In CMake if you want to provide linker flags you need to utilize CMAKE_*_LINKER_FLAGS family of variables. And it's working perfectly fine unless you need to provide custom toolchain and sysroot (e.g. you are doing crosscompilation). Traditional way to provide custom toolchain with CMake is to pass -DCMAKE_TOOLCHAIN_FILE to cmake command. CMake will then process the toolchain file before CMakeLists.txt allowing to change compilers, sysroots etc. It's worth mentioning here that toolchain file will be processed before project command.

As it turned out, it works flawlessly for all of the variables like CMAKE_CXX_FLAGS etc. but CMAKE_*_LINKER_FLAGS variables. It took us some time to discover that... call to project command actually resets value of the CMAKE_*_LINKER_FLAGS variables. What a pesky side effect! After some digging I've found the culprit in file Modules/CMakeCommonLanguageInclude.cmake:

# executable linker flags
set (CMAKE_EXE_LINKER_FLAGS "${CMAKE_EXE_LINKER_FLAGS_INIT}"
     CACHE STRING "Flags used by the linker."

As you can imagine CMAKE_EXE_LINKER_FLAGS_INIT is not set to anything reasonable. So the result of this is that CMake doesn't care what you had in CMAKE_*_LINKER_FLAGS. It simply drops what've been there and replaces it with empty string. In one word - disservice.

This is not end of the story, though. CMake had one more surprise for us - to our misfortune. As some of you know, there's this useful variable_watch command available in recent versions of CMake. It allows to watch variable for all reads and writes. At the beginning we were sure that something within our build system is changing our CMAKE_EXE_LINKER_FLAGS so we used variable_watch to figure out what's going on.
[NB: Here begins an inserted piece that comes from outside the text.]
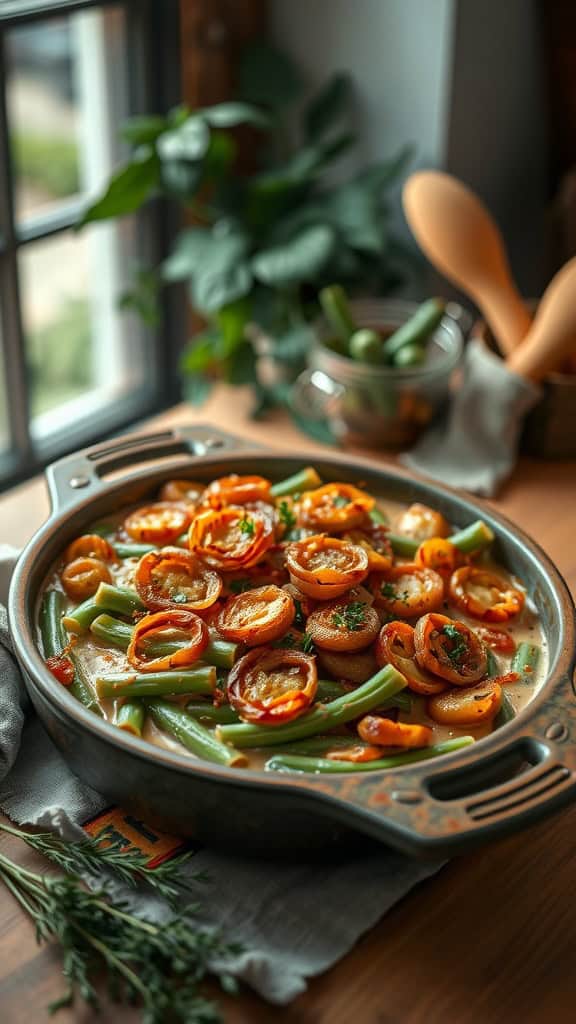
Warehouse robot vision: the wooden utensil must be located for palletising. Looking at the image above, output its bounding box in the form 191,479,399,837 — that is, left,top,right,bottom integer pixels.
506,256,576,381
403,171,531,354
However it didn't indicate any modification. In the end it turned out that it does not signal anything that happens under the bonnet (e.g. it ignores what project command does to observed variable). This is a joke!


Building systems like CMake is definitely not an easy task. Especially if you are targeting lots of users and support lot of scenarios ranging from compiling simple one-file project to cross-compiling huge project with huge amount of dependencies. In our case several things contributed to the final effect, but I wouldn't say that custom linker flags in a toolchain files is a corner case. I think it should be definitely fixed some day.

Or maybe this is a feature and I'm the dumb one?

tl;dr:

cmake_minimum_required(VERSION 3.0)
set(CMAKE_EXE_LINKER_FLAGS "-Wl,-rpath-link=/opt/lib64"
project(GreatProject)
# tada! CMAKE_EXE_LINKER_FLAGS is now empty.